Speaking to FE, Dr Parikh said that the energy sector in the country would be integrated in the true sense of the word only if the existing pricing distortions were corrected. We need to establish a system of rational pricing for all energy sectors, he said.
Citing an example, Dr Parikh pointed out that the price of coal was artificially high because of high freight costs which in turn was a result of cross subsidisation by the Railways. This made coal relatively expensive compared to subsidised products like natural gas and negatively influenced consumer choice, he added.
While the governments initiative to link petro prices to international prices was a welcome move, Dr Parikh said that the initiative was incomplete till prices of competing products like natural gas and other fuels were also linked to international prices.

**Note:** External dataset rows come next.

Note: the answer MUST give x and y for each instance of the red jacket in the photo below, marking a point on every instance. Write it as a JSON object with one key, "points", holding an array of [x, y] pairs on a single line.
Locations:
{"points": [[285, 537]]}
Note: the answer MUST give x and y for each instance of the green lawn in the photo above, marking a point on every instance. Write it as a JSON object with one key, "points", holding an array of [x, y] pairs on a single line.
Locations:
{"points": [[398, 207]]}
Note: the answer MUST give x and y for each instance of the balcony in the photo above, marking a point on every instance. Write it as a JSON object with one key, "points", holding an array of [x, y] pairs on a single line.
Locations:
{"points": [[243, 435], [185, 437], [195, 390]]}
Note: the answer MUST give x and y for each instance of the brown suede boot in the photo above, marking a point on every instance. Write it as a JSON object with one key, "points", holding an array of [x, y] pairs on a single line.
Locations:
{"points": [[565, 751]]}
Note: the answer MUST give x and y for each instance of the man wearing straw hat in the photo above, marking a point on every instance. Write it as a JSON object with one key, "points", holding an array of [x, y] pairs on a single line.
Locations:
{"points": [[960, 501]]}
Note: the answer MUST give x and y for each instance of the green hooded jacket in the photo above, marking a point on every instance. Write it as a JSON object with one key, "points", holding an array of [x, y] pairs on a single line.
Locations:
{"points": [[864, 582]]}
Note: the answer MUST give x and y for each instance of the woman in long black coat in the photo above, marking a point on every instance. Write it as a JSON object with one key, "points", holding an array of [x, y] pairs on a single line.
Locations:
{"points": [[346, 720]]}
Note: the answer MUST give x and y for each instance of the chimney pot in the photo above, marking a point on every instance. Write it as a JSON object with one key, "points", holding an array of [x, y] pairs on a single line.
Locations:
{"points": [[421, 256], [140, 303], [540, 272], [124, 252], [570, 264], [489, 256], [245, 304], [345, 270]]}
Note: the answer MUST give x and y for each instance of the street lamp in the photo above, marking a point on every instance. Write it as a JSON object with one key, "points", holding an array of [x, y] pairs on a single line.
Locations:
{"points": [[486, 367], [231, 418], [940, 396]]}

Other members of the Integrated Energy Policy Committee will be finalised next week, he said, adding that he had been asked by the government to submit the policy in six months time. On the issue of energy security, Dr Parikh said that it was important to examine all options to arrive at the most cost-effective solution. He did not rule out the possibility of going in for a mixture of options which could include holding strategic oil reserves, securing overseas oil equity, building dollar reserves and buying future options.
While hydro-energy and nuclear energy both hold a lot of potential, the Planning Commission member pointed out that the issue of environmental costs also had to be addressed. A balance has to be struck, he said.